Besser ohne?

Von Ulf Immelt

Es ist unbestritten, dass Leiharbeit ein äußerst wirksames Instrument ist, Niedriglöhne zu etablieren und Belegschaften zu spalten. In der Frage, wie wirksame Gegenstrategien aussehen können, gibt es jedoch sehr unterschiedliche Positionen. Während die DGB-Gewerkschaften versuchen, durch den Abschluss von Tarifverträgen die Arbeitsbedingungen und Einkommenssituation in der Leiharbeit zu verbessern, stößt diese Strategie bei Teilen der politischen Linken auf Unverständnis bis massive Kritik.
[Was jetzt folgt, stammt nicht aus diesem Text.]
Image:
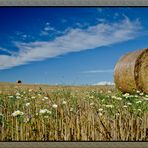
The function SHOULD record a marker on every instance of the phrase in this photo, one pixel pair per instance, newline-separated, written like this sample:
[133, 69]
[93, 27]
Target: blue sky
[68, 45]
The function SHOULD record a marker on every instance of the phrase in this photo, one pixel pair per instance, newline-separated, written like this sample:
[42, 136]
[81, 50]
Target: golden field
[71, 113]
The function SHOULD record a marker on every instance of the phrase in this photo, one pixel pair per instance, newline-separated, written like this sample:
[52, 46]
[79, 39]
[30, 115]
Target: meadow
[71, 113]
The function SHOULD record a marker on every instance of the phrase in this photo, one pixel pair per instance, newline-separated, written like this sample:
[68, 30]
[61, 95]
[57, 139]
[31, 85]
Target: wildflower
[101, 91]
[43, 111]
[1, 114]
[30, 90]
[91, 104]
[138, 101]
[46, 117]
[71, 109]
[138, 91]
[109, 92]
[39, 95]
[18, 97]
[118, 98]
[117, 114]
[109, 106]
[129, 103]
[26, 120]
[126, 95]
[46, 98]
[91, 97]
[17, 94]
[64, 102]
[54, 105]
[125, 106]
[114, 97]
[100, 109]
[27, 104]
[145, 99]
[100, 114]
[10, 96]
[17, 113]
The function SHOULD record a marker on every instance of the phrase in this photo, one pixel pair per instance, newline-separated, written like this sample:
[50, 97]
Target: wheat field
[71, 113]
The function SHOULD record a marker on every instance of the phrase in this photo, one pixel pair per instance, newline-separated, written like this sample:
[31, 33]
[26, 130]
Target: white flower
[109, 106]
[39, 95]
[71, 109]
[64, 102]
[126, 95]
[26, 120]
[91, 104]
[18, 97]
[10, 96]
[91, 97]
[138, 101]
[1, 114]
[30, 90]
[27, 104]
[125, 106]
[100, 114]
[46, 117]
[117, 114]
[100, 109]
[17, 113]
[138, 91]
[114, 97]
[43, 111]
[145, 99]
[46, 98]
[54, 105]
[118, 98]
[129, 103]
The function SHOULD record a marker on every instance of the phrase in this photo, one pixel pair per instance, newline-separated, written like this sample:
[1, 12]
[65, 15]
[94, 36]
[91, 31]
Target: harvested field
[131, 72]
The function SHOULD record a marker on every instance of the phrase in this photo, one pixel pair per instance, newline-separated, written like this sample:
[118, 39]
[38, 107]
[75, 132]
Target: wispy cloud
[99, 71]
[46, 30]
[76, 39]
[104, 83]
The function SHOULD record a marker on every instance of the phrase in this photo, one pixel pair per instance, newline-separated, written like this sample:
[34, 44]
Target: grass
[64, 113]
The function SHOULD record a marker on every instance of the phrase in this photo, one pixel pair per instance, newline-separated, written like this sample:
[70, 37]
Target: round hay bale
[131, 72]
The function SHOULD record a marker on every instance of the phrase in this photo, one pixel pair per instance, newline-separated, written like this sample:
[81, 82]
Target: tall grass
[73, 115]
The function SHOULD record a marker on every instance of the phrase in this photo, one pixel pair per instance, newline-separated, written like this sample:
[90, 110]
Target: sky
[68, 45]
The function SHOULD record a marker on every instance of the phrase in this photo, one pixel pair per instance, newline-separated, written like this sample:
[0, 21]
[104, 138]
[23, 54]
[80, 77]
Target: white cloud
[74, 40]
[47, 29]
[104, 83]
[99, 71]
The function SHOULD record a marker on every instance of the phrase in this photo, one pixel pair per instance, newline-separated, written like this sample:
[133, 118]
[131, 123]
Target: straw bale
[131, 72]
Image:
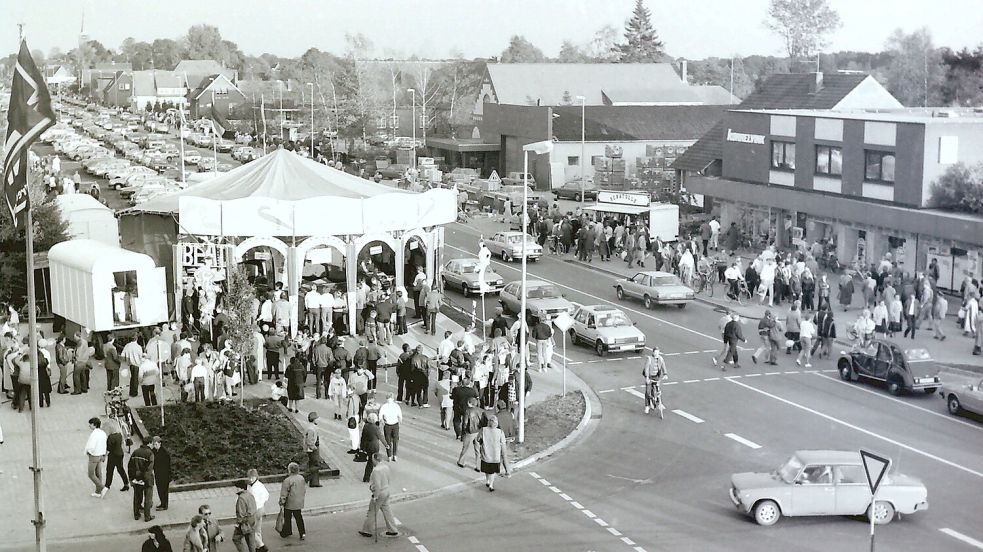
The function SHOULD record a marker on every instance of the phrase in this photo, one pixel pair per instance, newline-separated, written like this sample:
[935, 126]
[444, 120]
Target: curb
[578, 433]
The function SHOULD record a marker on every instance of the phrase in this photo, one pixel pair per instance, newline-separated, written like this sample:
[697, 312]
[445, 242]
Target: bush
[217, 441]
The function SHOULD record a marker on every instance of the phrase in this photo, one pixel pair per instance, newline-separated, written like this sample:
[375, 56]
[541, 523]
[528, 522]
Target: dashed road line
[742, 440]
[964, 538]
[688, 416]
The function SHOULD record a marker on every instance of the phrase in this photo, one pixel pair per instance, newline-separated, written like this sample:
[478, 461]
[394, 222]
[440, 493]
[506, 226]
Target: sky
[693, 29]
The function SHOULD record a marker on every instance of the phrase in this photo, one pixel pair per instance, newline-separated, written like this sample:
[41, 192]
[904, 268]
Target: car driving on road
[824, 483]
[901, 370]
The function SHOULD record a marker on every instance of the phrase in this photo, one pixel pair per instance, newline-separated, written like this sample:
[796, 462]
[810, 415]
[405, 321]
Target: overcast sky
[479, 28]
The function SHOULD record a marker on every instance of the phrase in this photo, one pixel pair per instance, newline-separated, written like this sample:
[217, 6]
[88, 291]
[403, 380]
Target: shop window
[783, 156]
[879, 167]
[829, 160]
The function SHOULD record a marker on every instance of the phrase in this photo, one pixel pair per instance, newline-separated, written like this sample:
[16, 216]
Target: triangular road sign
[874, 467]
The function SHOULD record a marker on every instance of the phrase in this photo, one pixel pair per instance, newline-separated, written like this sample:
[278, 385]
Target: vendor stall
[105, 288]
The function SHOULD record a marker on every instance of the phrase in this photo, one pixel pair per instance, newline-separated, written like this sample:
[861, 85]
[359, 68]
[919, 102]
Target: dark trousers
[391, 432]
[143, 498]
[149, 395]
[115, 464]
[288, 517]
[163, 491]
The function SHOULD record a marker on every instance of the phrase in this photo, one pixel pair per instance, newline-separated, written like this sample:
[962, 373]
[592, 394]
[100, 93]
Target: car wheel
[953, 404]
[846, 374]
[767, 513]
[883, 512]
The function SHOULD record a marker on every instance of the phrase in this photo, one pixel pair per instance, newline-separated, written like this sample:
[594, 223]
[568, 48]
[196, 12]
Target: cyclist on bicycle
[654, 372]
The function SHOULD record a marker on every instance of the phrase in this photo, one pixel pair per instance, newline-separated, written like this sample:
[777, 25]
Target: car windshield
[790, 469]
[612, 320]
[544, 292]
[666, 281]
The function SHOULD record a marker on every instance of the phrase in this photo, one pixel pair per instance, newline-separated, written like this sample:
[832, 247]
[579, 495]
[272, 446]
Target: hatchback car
[824, 483]
[606, 329]
[902, 370]
[654, 288]
[462, 274]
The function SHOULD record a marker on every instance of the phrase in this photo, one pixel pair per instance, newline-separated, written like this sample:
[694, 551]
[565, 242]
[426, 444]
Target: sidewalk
[427, 461]
[956, 350]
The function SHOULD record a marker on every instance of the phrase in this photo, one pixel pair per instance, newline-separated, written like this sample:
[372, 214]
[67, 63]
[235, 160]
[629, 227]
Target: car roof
[829, 456]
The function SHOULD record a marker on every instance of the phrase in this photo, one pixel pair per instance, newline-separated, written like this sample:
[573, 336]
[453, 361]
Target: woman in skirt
[494, 457]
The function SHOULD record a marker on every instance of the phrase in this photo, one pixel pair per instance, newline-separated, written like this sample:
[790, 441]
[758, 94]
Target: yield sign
[875, 467]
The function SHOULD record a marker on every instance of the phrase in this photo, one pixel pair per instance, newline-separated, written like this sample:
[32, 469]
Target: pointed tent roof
[281, 175]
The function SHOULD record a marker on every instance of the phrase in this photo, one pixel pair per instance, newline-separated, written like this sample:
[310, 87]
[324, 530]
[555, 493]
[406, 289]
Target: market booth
[105, 288]
[290, 221]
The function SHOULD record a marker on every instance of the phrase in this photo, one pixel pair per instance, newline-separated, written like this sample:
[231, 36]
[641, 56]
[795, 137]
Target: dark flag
[28, 116]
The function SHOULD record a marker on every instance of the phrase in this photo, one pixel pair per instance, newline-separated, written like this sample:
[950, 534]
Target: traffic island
[212, 444]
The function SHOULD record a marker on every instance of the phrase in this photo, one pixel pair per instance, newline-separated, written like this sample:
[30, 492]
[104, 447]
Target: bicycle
[118, 411]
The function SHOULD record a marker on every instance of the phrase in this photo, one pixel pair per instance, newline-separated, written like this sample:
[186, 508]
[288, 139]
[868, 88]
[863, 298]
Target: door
[813, 492]
[852, 493]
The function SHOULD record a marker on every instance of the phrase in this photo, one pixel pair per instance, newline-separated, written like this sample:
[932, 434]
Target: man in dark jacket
[141, 468]
[162, 471]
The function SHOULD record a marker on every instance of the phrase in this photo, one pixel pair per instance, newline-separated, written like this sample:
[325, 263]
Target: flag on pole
[28, 116]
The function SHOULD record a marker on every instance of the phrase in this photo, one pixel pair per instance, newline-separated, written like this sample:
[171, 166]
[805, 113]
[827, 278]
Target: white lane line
[862, 430]
[959, 536]
[742, 440]
[892, 399]
[688, 416]
[621, 306]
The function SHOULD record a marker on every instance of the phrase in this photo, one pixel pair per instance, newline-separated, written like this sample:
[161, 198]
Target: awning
[617, 208]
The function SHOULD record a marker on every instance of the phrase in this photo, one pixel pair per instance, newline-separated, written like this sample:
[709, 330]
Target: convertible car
[902, 370]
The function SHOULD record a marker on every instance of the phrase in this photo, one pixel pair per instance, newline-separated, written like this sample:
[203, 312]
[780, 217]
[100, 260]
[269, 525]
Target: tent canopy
[280, 175]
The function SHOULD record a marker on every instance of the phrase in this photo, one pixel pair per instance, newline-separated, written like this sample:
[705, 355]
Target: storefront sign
[744, 138]
[624, 198]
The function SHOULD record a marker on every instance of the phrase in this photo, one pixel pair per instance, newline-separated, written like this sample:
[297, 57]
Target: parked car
[572, 190]
[543, 299]
[961, 396]
[606, 329]
[824, 483]
[901, 370]
[654, 288]
[462, 275]
[508, 246]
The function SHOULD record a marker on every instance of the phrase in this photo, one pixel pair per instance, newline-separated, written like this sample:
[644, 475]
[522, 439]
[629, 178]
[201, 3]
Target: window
[879, 167]
[829, 160]
[783, 156]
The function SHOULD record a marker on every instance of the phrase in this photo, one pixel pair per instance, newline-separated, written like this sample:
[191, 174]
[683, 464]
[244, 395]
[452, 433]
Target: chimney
[817, 84]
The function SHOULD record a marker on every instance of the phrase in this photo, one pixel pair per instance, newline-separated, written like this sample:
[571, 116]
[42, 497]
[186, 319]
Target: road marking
[959, 536]
[688, 416]
[585, 294]
[892, 399]
[742, 440]
[862, 430]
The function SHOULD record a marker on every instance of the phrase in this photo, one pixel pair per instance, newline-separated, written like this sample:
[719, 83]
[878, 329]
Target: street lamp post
[583, 148]
[311, 84]
[537, 148]
[413, 91]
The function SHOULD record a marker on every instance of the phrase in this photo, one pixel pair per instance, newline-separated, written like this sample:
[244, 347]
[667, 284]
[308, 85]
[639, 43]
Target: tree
[803, 25]
[642, 44]
[916, 73]
[521, 50]
[960, 188]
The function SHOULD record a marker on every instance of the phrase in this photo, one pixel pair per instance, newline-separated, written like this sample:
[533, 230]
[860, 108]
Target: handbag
[278, 526]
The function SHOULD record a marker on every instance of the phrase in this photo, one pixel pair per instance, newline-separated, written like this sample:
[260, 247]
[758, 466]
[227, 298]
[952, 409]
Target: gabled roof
[548, 83]
[780, 91]
[629, 123]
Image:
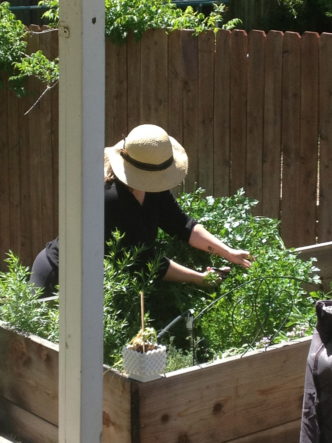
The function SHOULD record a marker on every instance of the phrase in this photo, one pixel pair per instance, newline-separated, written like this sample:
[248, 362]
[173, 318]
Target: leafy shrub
[300, 16]
[251, 308]
[124, 17]
[20, 305]
[13, 57]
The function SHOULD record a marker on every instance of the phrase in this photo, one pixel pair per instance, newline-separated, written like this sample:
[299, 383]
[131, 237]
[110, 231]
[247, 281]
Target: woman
[139, 172]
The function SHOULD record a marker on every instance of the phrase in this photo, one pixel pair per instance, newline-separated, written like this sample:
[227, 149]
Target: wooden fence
[252, 110]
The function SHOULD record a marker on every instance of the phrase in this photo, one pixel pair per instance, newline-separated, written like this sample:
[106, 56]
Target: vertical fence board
[154, 88]
[175, 85]
[325, 108]
[205, 120]
[255, 112]
[134, 81]
[219, 106]
[307, 172]
[25, 178]
[34, 119]
[5, 243]
[54, 98]
[221, 122]
[291, 106]
[238, 122]
[116, 98]
[15, 226]
[272, 125]
[190, 106]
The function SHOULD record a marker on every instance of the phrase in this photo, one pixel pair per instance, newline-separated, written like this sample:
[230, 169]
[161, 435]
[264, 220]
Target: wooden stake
[142, 318]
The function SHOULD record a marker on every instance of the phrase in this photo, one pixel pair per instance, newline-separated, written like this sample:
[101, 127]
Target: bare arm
[202, 239]
[179, 273]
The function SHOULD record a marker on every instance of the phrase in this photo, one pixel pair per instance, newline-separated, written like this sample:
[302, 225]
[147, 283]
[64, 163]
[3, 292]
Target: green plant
[125, 17]
[300, 16]
[13, 57]
[20, 305]
[251, 308]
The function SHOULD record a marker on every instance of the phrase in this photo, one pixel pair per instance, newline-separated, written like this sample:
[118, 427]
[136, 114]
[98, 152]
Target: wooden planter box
[256, 398]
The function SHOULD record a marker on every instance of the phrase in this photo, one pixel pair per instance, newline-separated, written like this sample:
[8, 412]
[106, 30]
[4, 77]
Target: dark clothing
[316, 424]
[44, 274]
[139, 224]
[52, 252]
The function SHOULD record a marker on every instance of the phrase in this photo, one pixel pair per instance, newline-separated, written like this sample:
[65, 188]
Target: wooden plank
[221, 122]
[325, 127]
[292, 197]
[190, 106]
[255, 111]
[29, 373]
[272, 126]
[117, 408]
[223, 401]
[175, 85]
[206, 108]
[288, 432]
[154, 88]
[134, 81]
[14, 173]
[55, 140]
[238, 124]
[25, 425]
[46, 154]
[24, 172]
[4, 174]
[116, 89]
[309, 138]
[34, 120]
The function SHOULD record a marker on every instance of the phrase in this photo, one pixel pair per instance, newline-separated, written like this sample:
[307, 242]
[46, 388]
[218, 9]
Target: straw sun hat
[148, 159]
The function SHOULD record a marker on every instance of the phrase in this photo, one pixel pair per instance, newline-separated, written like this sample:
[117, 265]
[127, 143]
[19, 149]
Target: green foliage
[39, 66]
[12, 39]
[20, 305]
[300, 16]
[251, 308]
[124, 17]
[52, 13]
[13, 57]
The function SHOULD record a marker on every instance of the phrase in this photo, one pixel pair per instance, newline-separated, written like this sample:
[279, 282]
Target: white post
[81, 216]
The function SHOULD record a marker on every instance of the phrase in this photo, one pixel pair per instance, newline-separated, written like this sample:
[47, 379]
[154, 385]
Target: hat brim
[149, 181]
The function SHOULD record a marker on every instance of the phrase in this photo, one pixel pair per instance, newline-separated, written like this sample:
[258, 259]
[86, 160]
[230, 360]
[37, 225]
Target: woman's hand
[215, 276]
[240, 257]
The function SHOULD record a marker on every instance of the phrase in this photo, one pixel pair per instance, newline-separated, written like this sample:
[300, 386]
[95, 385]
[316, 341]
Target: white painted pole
[81, 206]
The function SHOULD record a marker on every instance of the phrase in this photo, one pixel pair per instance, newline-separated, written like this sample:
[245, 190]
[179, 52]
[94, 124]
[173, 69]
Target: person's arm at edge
[179, 273]
[202, 239]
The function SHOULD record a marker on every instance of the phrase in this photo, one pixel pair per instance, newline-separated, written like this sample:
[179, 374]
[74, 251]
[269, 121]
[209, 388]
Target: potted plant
[143, 358]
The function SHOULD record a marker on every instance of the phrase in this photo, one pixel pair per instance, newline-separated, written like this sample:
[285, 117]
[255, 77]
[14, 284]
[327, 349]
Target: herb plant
[251, 308]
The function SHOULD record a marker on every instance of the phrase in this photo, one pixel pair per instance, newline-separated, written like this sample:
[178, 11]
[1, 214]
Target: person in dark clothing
[316, 422]
[139, 172]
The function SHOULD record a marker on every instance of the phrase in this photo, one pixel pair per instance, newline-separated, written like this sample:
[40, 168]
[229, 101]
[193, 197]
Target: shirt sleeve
[172, 219]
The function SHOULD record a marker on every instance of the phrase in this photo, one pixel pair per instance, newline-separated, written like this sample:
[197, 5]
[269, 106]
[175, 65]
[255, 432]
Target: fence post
[81, 136]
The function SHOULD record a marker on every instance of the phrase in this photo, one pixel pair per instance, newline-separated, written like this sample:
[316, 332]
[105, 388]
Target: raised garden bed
[254, 398]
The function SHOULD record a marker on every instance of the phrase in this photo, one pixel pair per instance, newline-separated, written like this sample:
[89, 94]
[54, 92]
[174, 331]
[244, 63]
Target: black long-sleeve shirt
[138, 222]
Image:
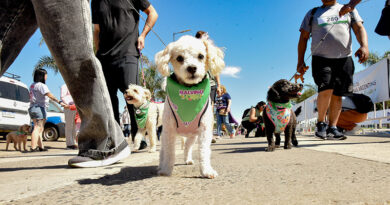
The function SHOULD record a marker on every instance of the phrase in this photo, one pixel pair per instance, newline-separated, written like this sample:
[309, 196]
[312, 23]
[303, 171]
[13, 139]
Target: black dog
[278, 95]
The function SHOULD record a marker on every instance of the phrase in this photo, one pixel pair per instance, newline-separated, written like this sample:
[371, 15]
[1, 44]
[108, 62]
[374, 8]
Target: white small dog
[148, 114]
[191, 58]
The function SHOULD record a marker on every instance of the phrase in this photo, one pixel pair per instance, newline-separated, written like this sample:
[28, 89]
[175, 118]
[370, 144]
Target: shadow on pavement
[33, 168]
[126, 175]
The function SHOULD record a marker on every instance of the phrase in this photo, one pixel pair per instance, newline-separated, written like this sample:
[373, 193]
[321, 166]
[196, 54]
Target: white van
[14, 103]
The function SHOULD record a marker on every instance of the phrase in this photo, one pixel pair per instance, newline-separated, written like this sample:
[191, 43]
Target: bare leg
[334, 110]
[323, 101]
[205, 154]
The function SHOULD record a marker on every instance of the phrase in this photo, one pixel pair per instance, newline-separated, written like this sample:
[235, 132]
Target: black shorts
[213, 93]
[335, 74]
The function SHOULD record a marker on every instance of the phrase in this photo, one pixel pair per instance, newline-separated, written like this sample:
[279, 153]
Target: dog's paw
[287, 146]
[295, 143]
[209, 173]
[189, 162]
[270, 148]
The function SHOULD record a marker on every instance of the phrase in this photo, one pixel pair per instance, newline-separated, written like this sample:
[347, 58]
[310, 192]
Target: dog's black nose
[191, 69]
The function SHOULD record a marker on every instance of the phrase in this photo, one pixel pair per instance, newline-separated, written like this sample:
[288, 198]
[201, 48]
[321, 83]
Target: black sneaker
[335, 134]
[143, 145]
[321, 130]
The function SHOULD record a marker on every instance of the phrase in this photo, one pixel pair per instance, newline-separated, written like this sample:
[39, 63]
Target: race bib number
[330, 20]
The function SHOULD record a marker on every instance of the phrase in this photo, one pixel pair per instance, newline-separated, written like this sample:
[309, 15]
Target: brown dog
[18, 137]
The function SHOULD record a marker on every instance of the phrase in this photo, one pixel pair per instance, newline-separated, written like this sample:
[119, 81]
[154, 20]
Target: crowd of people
[118, 43]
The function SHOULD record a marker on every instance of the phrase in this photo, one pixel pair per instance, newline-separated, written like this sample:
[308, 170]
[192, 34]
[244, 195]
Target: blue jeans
[225, 120]
[67, 29]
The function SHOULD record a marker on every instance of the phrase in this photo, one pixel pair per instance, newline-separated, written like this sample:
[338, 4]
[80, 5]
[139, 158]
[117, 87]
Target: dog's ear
[148, 95]
[162, 59]
[214, 58]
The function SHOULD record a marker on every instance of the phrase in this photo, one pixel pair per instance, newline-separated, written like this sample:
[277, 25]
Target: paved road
[354, 171]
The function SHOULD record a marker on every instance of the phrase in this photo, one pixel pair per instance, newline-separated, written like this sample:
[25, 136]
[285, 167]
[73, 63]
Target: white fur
[138, 96]
[189, 48]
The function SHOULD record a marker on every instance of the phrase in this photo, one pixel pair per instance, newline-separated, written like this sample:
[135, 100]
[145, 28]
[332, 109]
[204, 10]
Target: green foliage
[47, 62]
[152, 79]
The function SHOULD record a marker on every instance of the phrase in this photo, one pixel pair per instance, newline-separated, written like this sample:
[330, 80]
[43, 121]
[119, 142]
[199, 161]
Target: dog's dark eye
[180, 59]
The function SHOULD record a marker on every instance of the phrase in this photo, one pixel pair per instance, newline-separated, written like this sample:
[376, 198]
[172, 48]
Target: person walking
[223, 104]
[70, 115]
[101, 140]
[253, 119]
[39, 102]
[332, 64]
[118, 45]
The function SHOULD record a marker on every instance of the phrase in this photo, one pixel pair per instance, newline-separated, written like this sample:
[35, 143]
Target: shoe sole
[105, 162]
[321, 137]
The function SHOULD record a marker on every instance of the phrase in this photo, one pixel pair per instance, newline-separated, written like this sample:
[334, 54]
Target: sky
[260, 39]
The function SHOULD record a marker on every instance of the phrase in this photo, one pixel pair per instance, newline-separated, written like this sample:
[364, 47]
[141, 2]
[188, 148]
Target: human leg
[67, 29]
[70, 131]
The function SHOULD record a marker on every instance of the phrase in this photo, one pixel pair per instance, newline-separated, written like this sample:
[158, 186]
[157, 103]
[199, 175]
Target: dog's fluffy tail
[164, 84]
[298, 111]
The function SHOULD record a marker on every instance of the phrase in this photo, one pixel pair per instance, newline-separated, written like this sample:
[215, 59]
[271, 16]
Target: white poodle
[188, 110]
[148, 114]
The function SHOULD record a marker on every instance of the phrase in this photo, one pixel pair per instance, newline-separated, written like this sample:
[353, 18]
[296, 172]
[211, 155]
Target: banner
[373, 82]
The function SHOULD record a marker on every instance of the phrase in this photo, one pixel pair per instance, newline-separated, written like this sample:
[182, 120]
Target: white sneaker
[87, 162]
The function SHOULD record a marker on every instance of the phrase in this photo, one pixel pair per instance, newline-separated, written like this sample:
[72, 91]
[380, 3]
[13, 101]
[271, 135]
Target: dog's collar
[141, 114]
[174, 78]
[279, 114]
[187, 103]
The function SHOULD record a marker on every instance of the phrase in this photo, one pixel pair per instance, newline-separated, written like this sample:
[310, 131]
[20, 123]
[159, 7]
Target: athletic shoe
[85, 162]
[321, 130]
[335, 134]
[143, 145]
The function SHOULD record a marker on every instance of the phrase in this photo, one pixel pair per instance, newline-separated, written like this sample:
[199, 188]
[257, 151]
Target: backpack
[362, 102]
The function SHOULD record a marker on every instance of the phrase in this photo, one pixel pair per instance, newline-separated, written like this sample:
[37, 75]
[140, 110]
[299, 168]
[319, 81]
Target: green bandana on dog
[279, 114]
[187, 103]
[141, 115]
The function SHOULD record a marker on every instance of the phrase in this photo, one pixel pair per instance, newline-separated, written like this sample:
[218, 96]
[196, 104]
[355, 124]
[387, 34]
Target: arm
[302, 45]
[349, 7]
[96, 39]
[361, 36]
[252, 115]
[150, 21]
[218, 80]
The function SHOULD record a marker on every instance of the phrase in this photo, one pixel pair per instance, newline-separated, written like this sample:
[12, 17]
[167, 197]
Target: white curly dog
[191, 59]
[148, 115]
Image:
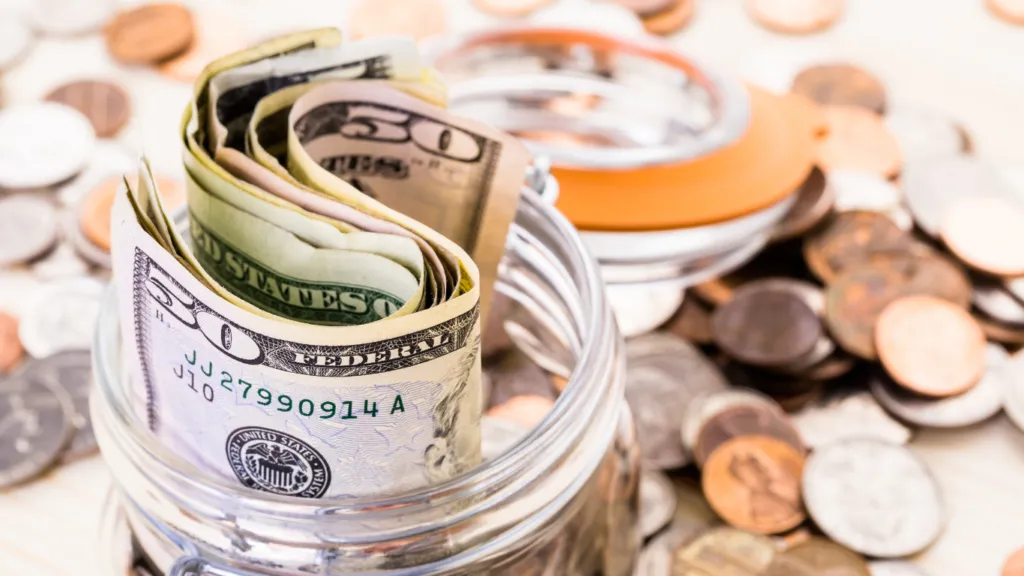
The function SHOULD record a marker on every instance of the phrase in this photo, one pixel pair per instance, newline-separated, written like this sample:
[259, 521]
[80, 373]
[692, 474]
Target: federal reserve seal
[273, 461]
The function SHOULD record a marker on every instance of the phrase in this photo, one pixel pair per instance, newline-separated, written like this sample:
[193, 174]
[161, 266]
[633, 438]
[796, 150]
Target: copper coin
[986, 233]
[419, 18]
[670, 21]
[743, 420]
[150, 34]
[858, 139]
[105, 105]
[841, 84]
[766, 327]
[753, 482]
[930, 345]
[850, 239]
[10, 346]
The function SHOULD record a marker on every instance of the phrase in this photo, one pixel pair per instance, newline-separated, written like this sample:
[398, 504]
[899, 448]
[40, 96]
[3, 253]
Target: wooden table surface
[950, 55]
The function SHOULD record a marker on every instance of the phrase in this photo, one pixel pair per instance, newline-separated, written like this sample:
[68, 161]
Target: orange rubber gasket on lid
[761, 168]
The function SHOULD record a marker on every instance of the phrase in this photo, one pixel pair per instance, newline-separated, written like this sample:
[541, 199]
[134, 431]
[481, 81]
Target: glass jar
[561, 501]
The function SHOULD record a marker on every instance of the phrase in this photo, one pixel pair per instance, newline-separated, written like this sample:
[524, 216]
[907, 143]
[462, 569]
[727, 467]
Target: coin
[35, 417]
[743, 420]
[150, 34]
[930, 345]
[28, 229]
[671, 19]
[932, 184]
[796, 16]
[845, 414]
[858, 139]
[872, 497]
[61, 317]
[842, 84]
[986, 234]
[42, 144]
[976, 405]
[664, 374]
[753, 482]
[766, 327]
[814, 201]
[850, 239]
[657, 502]
[419, 18]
Ein Kritikpunkt ist, dass die DGB-Tarifverträge bestehende Branchentarifverträge aushebeln würden. Dieser Vorwurf ist jedoch leicht zu entkräften. Denn hier gilt, wenn es für Leiharbeitsbeschäftigte günstigere Branchentarifverträge gibt, diese nach wie vor anwendbar bleiben. Das zentrale Argument der Kritiker ist jedoch, dass durch das Festhalten an dem geschlossenen Tarifvertrag zur Leiharbeit der bereits im Gesetz verankerte Grundsatz „Gleicher Lohn für gleiche Arbeit“ beziehungsweise „equal pay“ unterlaufen werde.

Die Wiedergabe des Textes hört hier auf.